The technology for all this is basically already figured out. We don't have to invent new materials or uncover hypothetical scientific principles to do it, like we might for a space elevator. Instead, we just need some engineering applied to getting a practical prototype into orbit. It's the sort of thing that a major government or megacorporation could do twenty minutes into the future.

Sources

Bibliography
1. Kurzgesagt Video on Skyhook - This cheery animation covers all the basics in just a few minutes. Well worth a watch.

Game and Story Use

  • Effectively this makes Mars/Phobos a major waypoint on the journey to other planets. Mars is likely to have a fair amount of political power and importance in such a system. There may be some sort of big refueling station or orbital station at a near-Mars Lagrange Point, or just on the surface of mars (since dropping down to and launching up from the surface is now so much more affordable).
    • It also makes it a big target for space pirates or feuding governments during wartime. He who controls Phobos controls the solar system!
    • Even at times of peace, there's likely to be a big no-fly zone around the tether's airspace, if for no reason other than preventing an accident or space disaster.
  • Starcraft technology in a setting that relies on skyhooks will likely be distinctive and specialized. Ships will likely be small, as they have no need for huge engines or fuel supplies, and smaller ships will have less disruptive impact on the skyhooks orbit when being catapulted. They'll be designed to survive the shock of sudden acceleration from an external force, which may make them resistant in the case of a collison or crash landing. They're likely to have a manipulative arm or drone system for catching the tether. They'll be nimble within an atmosphere, like a jet plane or space shuttle, so they can catch up with the tether as it speeds past them (potentially at Mach 10).
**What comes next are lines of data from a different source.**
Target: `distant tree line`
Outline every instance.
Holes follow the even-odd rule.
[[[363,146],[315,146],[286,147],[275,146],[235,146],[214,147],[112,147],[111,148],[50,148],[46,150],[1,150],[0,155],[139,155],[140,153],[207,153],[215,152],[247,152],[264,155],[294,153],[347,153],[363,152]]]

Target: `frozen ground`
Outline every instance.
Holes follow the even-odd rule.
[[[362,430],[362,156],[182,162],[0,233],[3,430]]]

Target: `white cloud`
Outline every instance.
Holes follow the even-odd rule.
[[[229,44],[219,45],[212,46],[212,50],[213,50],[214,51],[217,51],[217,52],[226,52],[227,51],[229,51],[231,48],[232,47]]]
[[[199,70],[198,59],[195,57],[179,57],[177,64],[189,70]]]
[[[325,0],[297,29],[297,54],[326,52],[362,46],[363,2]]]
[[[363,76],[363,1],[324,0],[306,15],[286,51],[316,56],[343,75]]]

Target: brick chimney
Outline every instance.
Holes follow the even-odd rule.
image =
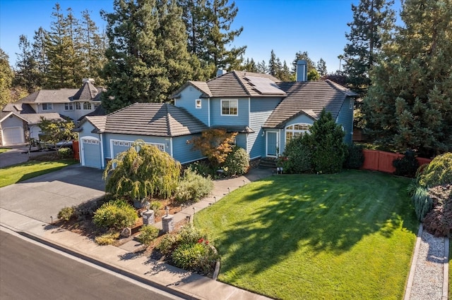
[[[297,82],[308,81],[308,64],[304,59],[297,61]]]

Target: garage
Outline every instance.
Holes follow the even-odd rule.
[[[23,135],[23,127],[10,127],[3,128],[3,144],[4,146],[23,144],[25,142]]]
[[[99,139],[94,137],[85,137],[81,139],[81,142],[82,165],[85,167],[102,168]]]

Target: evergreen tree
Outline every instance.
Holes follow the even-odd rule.
[[[376,141],[421,155],[452,150],[452,0],[407,0],[364,101]],[[428,157],[428,156],[427,156]]]
[[[0,48],[0,108],[4,107],[11,101],[12,80],[13,70],[9,65],[9,58]]]
[[[13,85],[21,87],[30,94],[40,87],[40,75],[32,53],[31,44],[23,35],[19,37],[19,49],[20,52],[16,54],[16,69]]]
[[[246,46],[227,49],[243,30],[243,27],[231,30],[238,11],[234,2],[228,4],[228,0],[207,1],[205,15],[208,31],[203,41],[206,51],[200,57],[202,61],[217,68],[228,68],[242,63],[240,57],[244,54]]]
[[[115,0],[107,21],[109,46],[102,106],[112,112],[134,102],[162,102],[202,74],[186,47],[182,11],[165,0]]]
[[[326,63],[321,58],[317,63],[317,72],[321,77],[326,76],[328,74],[328,71],[326,70]]]
[[[344,48],[344,72],[348,75],[350,88],[365,93],[370,85],[369,71],[376,61],[384,35],[393,28],[393,0],[361,0],[352,4],[353,21],[347,25],[349,43]]]
[[[281,68],[281,62],[279,58],[276,57],[275,51],[272,49],[271,53],[270,54],[270,60],[268,60],[268,74],[276,77],[276,75],[279,73]]]
[[[37,86],[42,87],[46,85],[47,73],[49,71],[49,58],[46,48],[47,32],[42,27],[35,32],[32,54],[36,63],[38,78]]]

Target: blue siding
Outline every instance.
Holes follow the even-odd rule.
[[[345,135],[344,142],[348,144],[352,144],[353,137],[353,106],[350,108],[350,101],[353,104],[353,99],[347,97],[339,111],[336,118],[336,123],[343,126]]]
[[[206,125],[208,125],[209,99],[200,98],[201,92],[191,85],[189,85],[184,89],[180,95],[180,98],[174,100],[174,105],[186,109],[189,113],[198,118]],[[196,108],[196,99],[201,99],[201,108]]]
[[[280,101],[281,98],[251,99],[249,127],[255,132],[248,136],[247,149],[250,158],[256,158],[266,156],[266,137],[262,126]]]
[[[221,115],[221,100],[238,99],[238,115]],[[210,125],[248,125],[248,98],[210,99]]]
[[[203,158],[199,150],[193,150],[193,143],[187,144],[195,135],[173,137],[173,157],[181,163],[187,163]]]

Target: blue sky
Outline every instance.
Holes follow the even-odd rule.
[[[55,3],[71,8],[77,18],[88,9],[96,25],[105,21],[100,11],[113,11],[113,0],[0,0],[0,48],[16,63],[20,35],[32,40],[40,26],[49,29]],[[268,62],[271,50],[290,67],[295,54],[307,51],[317,62],[323,58],[328,72],[339,68],[338,56],[347,43],[347,22],[352,20],[351,4],[359,0],[235,0],[239,13],[232,28],[243,26],[235,46],[246,45],[245,58]],[[396,1],[396,4],[400,2]],[[400,6],[400,4],[399,4]]]

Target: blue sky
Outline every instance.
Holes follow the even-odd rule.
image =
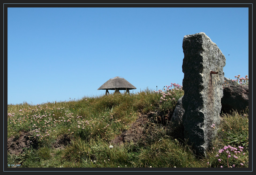
[[[156,90],[157,86],[161,89],[171,83],[181,85],[183,38],[201,32],[225,56],[225,77],[251,77],[252,21],[247,7],[7,10],[7,70],[4,69],[8,104],[99,96],[105,92],[98,88],[117,76],[136,87],[130,91],[134,93],[147,87]]]

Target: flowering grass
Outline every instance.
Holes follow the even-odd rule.
[[[212,125],[212,129],[218,129],[218,136],[214,148],[205,158],[198,159],[185,142],[169,135],[168,122],[158,124],[153,120],[144,125],[138,142],[120,146],[110,144],[129,129],[140,113],[151,111],[167,116],[183,94],[182,86],[171,83],[161,89],[146,88],[136,94],[111,94],[34,105],[8,105],[8,138],[17,138],[21,132],[30,131],[33,137],[30,139],[36,141],[38,145],[18,155],[8,153],[8,162],[19,162],[22,167],[248,167],[248,111],[223,114],[219,128]],[[71,141],[63,149],[53,147],[64,134]],[[230,157],[228,153],[218,153],[225,146],[229,149],[229,145],[242,147],[242,152],[230,150]]]

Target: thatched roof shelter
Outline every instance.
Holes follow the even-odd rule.
[[[119,92],[119,90],[126,90],[129,93],[129,90],[136,89],[135,86],[123,78],[116,77],[107,81],[98,90],[106,90],[107,94],[108,93],[108,90],[115,90],[116,92]]]

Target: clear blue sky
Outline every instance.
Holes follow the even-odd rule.
[[[117,76],[134,93],[181,85],[183,38],[201,32],[225,56],[225,77],[251,77],[248,8],[9,7],[7,14],[8,104],[99,96]]]

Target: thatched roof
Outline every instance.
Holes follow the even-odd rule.
[[[111,78],[103,84],[98,89],[100,89],[115,90],[129,90],[136,88],[123,78],[116,77]]]

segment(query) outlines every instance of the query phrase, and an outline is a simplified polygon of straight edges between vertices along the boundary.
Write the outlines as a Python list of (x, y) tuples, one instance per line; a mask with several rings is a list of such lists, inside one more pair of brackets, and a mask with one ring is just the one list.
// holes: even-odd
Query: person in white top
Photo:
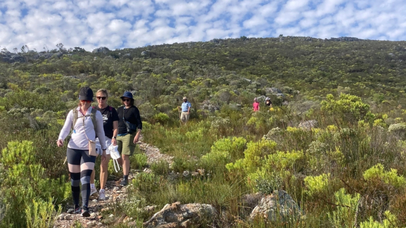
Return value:
[[(98, 105), (94, 108), (100, 111), (103, 116), (103, 127), (105, 130), (106, 144), (108, 147), (106, 154), (101, 155), (101, 163), (100, 164), (100, 192), (98, 194), (99, 200), (106, 200), (105, 187), (107, 181), (109, 161), (111, 158), (110, 151), (108, 147), (111, 144), (115, 146), (117, 144), (116, 139), (118, 132), (118, 114), (115, 108), (107, 104), (107, 100), (109, 99), (107, 90), (104, 89), (98, 90), (96, 92), (96, 99), (97, 100)], [(99, 143), (100, 140), (97, 138), (96, 143), (98, 145)], [(94, 185), (95, 176), (93, 170), (90, 176), (90, 196), (97, 192)]]
[[(82, 216), (89, 217), (90, 213), (87, 206), (90, 195), (90, 174), (96, 161), (96, 156), (89, 154), (89, 140), (94, 141), (97, 135), (100, 139), (103, 153), (106, 153), (106, 145), (103, 117), (100, 111), (94, 111), (95, 110), (92, 110), (90, 107), (93, 101), (92, 90), (89, 87), (82, 88), (79, 93), (79, 100), (78, 107), (71, 110), (68, 113), (56, 144), (58, 146), (63, 146), (63, 140), (69, 134), (71, 129), (73, 129), (71, 140), (67, 144), (66, 157), (71, 175), (74, 207), (67, 212), (72, 214), (81, 213), (79, 204), (81, 193), (80, 184), (81, 182)], [(77, 117), (76, 120), (74, 119), (75, 117)], [(95, 126), (93, 125), (95, 122)]]

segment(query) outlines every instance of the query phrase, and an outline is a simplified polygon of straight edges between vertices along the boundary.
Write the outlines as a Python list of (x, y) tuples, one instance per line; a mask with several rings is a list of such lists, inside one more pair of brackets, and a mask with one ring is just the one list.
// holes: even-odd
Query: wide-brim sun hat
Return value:
[(124, 92), (124, 94), (122, 96), (120, 97), (120, 99), (123, 99), (124, 97), (127, 97), (127, 98), (130, 98), (131, 100), (133, 100), (134, 98), (132, 97), (132, 94), (131, 93), (130, 91), (125, 91)]
[(90, 87), (82, 87), (79, 91), (79, 100), (93, 101), (93, 90)]

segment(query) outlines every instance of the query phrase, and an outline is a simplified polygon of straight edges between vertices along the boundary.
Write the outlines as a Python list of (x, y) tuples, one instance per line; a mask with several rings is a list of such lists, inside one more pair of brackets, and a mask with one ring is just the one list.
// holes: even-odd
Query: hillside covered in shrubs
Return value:
[[(406, 42), (281, 35), (57, 48), (0, 54), (0, 227), (48, 227), (71, 202), (66, 148), (55, 141), (83, 86), (107, 89), (115, 107), (131, 91), (143, 140), (174, 156), (138, 175), (108, 215), (141, 224), (151, 213), (135, 208), (179, 201), (213, 205), (216, 227), (406, 226)], [(185, 96), (192, 108), (181, 126)], [(145, 168), (139, 152), (131, 168)], [(250, 194), (275, 190), (300, 216), (250, 217)]]

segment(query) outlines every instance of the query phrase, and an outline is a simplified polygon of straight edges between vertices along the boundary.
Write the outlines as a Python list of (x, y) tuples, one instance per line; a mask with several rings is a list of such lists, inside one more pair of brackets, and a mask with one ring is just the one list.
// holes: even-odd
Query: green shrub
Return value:
[(13, 141), (7, 143), (7, 147), (2, 151), (1, 163), (5, 168), (21, 164), (28, 165), (35, 163), (32, 142)]
[[(28, 228), (48, 228), (55, 222), (55, 208), (52, 198), (44, 201), (41, 199), (32, 200), (32, 206), (25, 208), (25, 214)], [(59, 214), (61, 208), (57, 210), (56, 214)]]
[(325, 193), (328, 188), (329, 178), (329, 173), (323, 173), (317, 176), (307, 176), (304, 178), (304, 184), (307, 188), (306, 193), (311, 196), (317, 196)]
[(335, 203), (337, 206), (332, 213), (328, 213), (328, 219), (334, 227), (352, 228), (355, 225), (355, 214), (358, 210), (360, 195), (354, 196), (346, 194), (345, 188), (341, 188), (334, 194)]
[(390, 213), (389, 211), (385, 212), (385, 216), (386, 217), (379, 222), (374, 221), (372, 216), (369, 217), (367, 221), (361, 222), (359, 224), (360, 228), (397, 228), (397, 218), (396, 217)]
[(219, 139), (212, 146), (210, 153), (202, 156), (200, 162), (210, 170), (223, 170), (227, 163), (242, 157), (246, 143), (242, 137)]
[(378, 163), (364, 172), (364, 179), (367, 181), (380, 179), (395, 187), (403, 187), (406, 185), (406, 179), (403, 175), (397, 175), (397, 170), (391, 169), (390, 171), (385, 171), (384, 169), (384, 166)]
[(374, 115), (369, 111), (369, 105), (362, 103), (361, 98), (356, 96), (342, 93), (338, 100), (332, 94), (326, 96), (326, 100), (321, 102), (321, 109), (329, 113), (340, 115), (343, 120), (350, 123), (356, 123), (364, 120), (371, 120)]
[(1, 192), (7, 211), (4, 221), (15, 227), (48, 227), (52, 224), (54, 205), (65, 203), (71, 184), (65, 176), (50, 178), (34, 159), (32, 142), (9, 142), (2, 151), (6, 165)]
[(167, 124), (168, 121), (169, 121), (169, 116), (167, 114), (159, 112), (157, 114), (155, 114), (152, 118), (152, 119), (154, 121), (163, 125)]
[(255, 172), (263, 162), (263, 158), (273, 151), (276, 145), (274, 141), (264, 139), (250, 142), (244, 151), (244, 158), (227, 164), (226, 167), (230, 172), (234, 170), (242, 170), (246, 173)]
[(185, 170), (194, 170), (196, 168), (196, 162), (188, 159), (186, 157), (176, 157), (174, 159), (172, 163), (172, 169), (174, 172), (182, 173)]

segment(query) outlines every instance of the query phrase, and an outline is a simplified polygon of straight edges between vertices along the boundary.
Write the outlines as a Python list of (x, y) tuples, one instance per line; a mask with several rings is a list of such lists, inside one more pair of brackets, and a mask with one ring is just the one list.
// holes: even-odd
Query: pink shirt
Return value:
[(254, 102), (252, 103), (252, 106), (254, 107), (254, 111), (256, 111), (259, 110), (259, 102)]

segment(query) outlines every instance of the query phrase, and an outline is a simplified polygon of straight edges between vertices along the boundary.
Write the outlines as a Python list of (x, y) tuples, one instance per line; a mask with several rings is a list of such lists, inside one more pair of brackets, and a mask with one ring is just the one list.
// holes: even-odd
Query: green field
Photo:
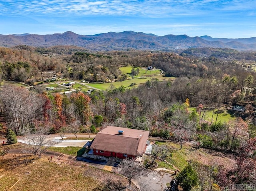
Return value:
[[(195, 109), (195, 108), (194, 107), (190, 108), (190, 110), (191, 111), (192, 111), (194, 109)], [(201, 114), (201, 118), (202, 117), (202, 115), (203, 115), (204, 111), (204, 109), (202, 109), (202, 113)], [(212, 122), (213, 123), (215, 123), (216, 121), (217, 111), (218, 110), (217, 109), (215, 109), (213, 110), (213, 116), (212, 117)], [(206, 120), (210, 122), (212, 121), (212, 110), (207, 110), (205, 111), (205, 112), (204, 113), (204, 116), (205, 116)], [(228, 113), (227, 112), (227, 109), (220, 109), (219, 111), (219, 114), (218, 115), (217, 122), (220, 121), (222, 122), (227, 122), (229, 121), (234, 120), (235, 119), (236, 117)]]
[(10, 81), (3, 81), (3, 82), (1, 82), (3, 83), (3, 85), (11, 85), (12, 86), (17, 86), (17, 87), (29, 87), (29, 86), (28, 85), (25, 85), (25, 84), (23, 84), (22, 83), (20, 83), (20, 82), (10, 82)]
[(102, 90), (106, 90), (109, 89), (110, 84), (112, 84), (116, 88), (118, 88), (121, 85), (123, 85), (125, 87), (130, 87), (132, 83), (136, 83), (136, 85), (140, 84), (143, 84), (148, 80), (148, 79), (143, 79), (137, 78), (130, 80), (127, 80), (122, 82), (114, 82), (109, 83), (90, 83), (88, 85), (92, 87), (96, 88)]
[[(131, 73), (132, 68), (133, 67), (132, 66), (125, 66), (124, 67), (120, 67), (119, 68), (119, 69), (121, 70), (122, 73), (127, 74), (130, 76), (130, 73)], [(158, 69), (149, 70), (146, 68), (142, 68), (141, 67), (137, 67), (134, 68), (135, 70), (137, 69), (140, 69), (139, 74), (138, 75), (135, 76), (135, 77), (157, 75), (158, 74), (160, 74), (162, 73), (162, 71)]]

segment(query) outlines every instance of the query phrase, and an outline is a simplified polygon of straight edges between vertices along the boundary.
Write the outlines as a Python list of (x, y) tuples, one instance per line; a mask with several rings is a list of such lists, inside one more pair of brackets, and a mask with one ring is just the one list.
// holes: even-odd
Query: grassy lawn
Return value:
[[(171, 148), (178, 149), (177, 151), (172, 152), (172, 156), (168, 156), (165, 159), (168, 162), (173, 165), (180, 170), (182, 170), (187, 165), (188, 159), (186, 154), (190, 149), (190, 146), (183, 145), (182, 149), (180, 150), (179, 149), (180, 145), (172, 142), (156, 142), (156, 144), (160, 145), (163, 144), (166, 145), (168, 148), (170, 149), (170, 151)], [(170, 170), (175, 169), (175, 168), (171, 165), (162, 161), (158, 161), (158, 163), (159, 167), (165, 168)]]
[(76, 83), (73, 86), (72, 88), (73, 89), (76, 90), (76, 89), (83, 89), (83, 88), (88, 88), (88, 87), (87, 86), (86, 86), (86, 85), (82, 85), (80, 84)]
[(0, 191), (92, 191), (108, 179), (127, 183), (118, 174), (48, 157), (8, 154), (0, 161)]
[[(195, 108), (190, 108), (190, 110), (191, 111), (195, 109)], [(202, 109), (201, 116), (204, 113), (204, 110)], [(212, 112), (213, 111), (213, 122), (215, 122), (216, 121), (216, 118), (217, 117), (217, 112), (218, 110), (215, 109), (213, 110), (207, 110), (205, 111), (204, 115), (206, 116), (205, 119), (206, 120), (211, 122), (212, 121)], [(226, 109), (223, 108), (221, 108), (219, 111), (219, 114), (218, 115), (218, 119), (217, 120), (217, 122), (227, 122), (229, 121), (232, 121), (236, 119), (236, 117), (233, 115), (229, 114)]]
[(164, 76), (164, 74), (162, 74), (161, 75), (152, 76), (151, 77), (146, 77), (145, 78), (149, 80), (150, 80), (152, 78), (156, 78), (160, 81), (164, 81), (164, 80), (170, 80), (172, 81), (173, 80), (174, 80), (177, 78), (176, 77), (166, 77), (166, 76)]
[(66, 147), (51, 147), (48, 150), (67, 155), (72, 155), (72, 156), (81, 156), (84, 153), (85, 148), (72, 146)]
[[(119, 69), (121, 70), (122, 73), (129, 75), (132, 68), (133, 67), (132, 66), (125, 66), (120, 67)], [(144, 67), (137, 67), (134, 68), (135, 70), (138, 69), (140, 69), (140, 72), (138, 75), (135, 76), (136, 77), (157, 75), (160, 74), (162, 72), (160, 70), (158, 69), (150, 70)]]
[(136, 79), (127, 80), (122, 82), (114, 82), (103, 83), (91, 83), (88, 84), (88, 85), (100, 90), (106, 90), (108, 89), (109, 89), (110, 86), (111, 84), (113, 84), (113, 85), (114, 85), (116, 88), (118, 88), (122, 85), (125, 87), (129, 87), (132, 83), (135, 83), (136, 85), (143, 84), (146, 83), (148, 80), (148, 79), (138, 78)]
[(2, 82), (4, 83), (3, 83), (4, 85), (11, 85), (12, 86), (18, 86), (18, 87), (29, 87), (28, 85), (26, 85), (25, 84), (22, 84), (21, 83), (20, 83), (18, 82), (5, 81), (5, 82)]

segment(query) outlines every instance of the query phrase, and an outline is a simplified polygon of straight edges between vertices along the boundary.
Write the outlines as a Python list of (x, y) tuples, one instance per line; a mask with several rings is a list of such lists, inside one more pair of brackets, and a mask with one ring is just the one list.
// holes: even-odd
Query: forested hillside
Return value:
[[(75, 47), (1, 48), (0, 111), (17, 135), (42, 128), (51, 133), (96, 132), (111, 125), (149, 130), (151, 136), (178, 141), (181, 149), (186, 142), (195, 141), (202, 147), (238, 156), (237, 168), (218, 169), (214, 182), (221, 189), (231, 183), (255, 183), (251, 151), (256, 148), (256, 56), (255, 52), (220, 49), (189, 49), (178, 54), (91, 52)], [(127, 65), (152, 66), (176, 78), (152, 78), (126, 89), (110, 83), (107, 91), (90, 94), (61, 95), (47, 93), (40, 85), (30, 91), (6, 85), (10, 81), (43, 83), (43, 72), (49, 71), (60, 78), (122, 81), (128, 76), (119, 67)], [(246, 112), (233, 111), (236, 105), (245, 106)], [(220, 119), (224, 112), (230, 116), (227, 122)]]

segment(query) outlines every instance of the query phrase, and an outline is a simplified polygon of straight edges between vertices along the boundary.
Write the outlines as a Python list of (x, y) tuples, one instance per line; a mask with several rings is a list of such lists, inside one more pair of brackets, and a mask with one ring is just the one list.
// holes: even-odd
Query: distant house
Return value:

But they might have somewhat limited ability to adjust their own course once in outer space (as they don't need big thrusters to get up to cruising speed and may not have much fuel for applying course-corrections) and won't be capable of making escape velocity on their own.
    • The craft are likely to be completely dependent on those tethers. Which is great for setting up dramatic tension or a ticking clock if something's gone terribly wrong up ahead at the tether you're racing towards. It also means you can strand the PCs somewhere for a while, as they wait for a rescue mission or repair crew to get the skyhook back online. If the local skyhook is broken, you can't get off world at all and incoming craft will have a hard time slowing down enough for re-entry.
  • After the End, a spinning skyhook may be a visible sign of the heights mankind had once attained. It undulates and whips through the upper atmosphere, a flickering spinning streak in the sky. This might be the source of all sorts of mythology for those cataclysm survivors who have lost the ability to reach up to it.
  • A skyhook could potentially be used as a mass driver style weapon as well, to hurl interplanetary missiles at another world. You'd need some sort of drone or launch craft to get the projectiles up high enough to connect with the tether, but again that's cheaper and easier than launching a traditional rocket at escape velocity. It's probably not a big dumb kinetic projectile like a real mass driver, it's more likely to involve a warhead or clusterbomb of some sort, and will need a way to adjust targeting as it approaches the victim planet since the tether isn't likely to be aimed at your target by default.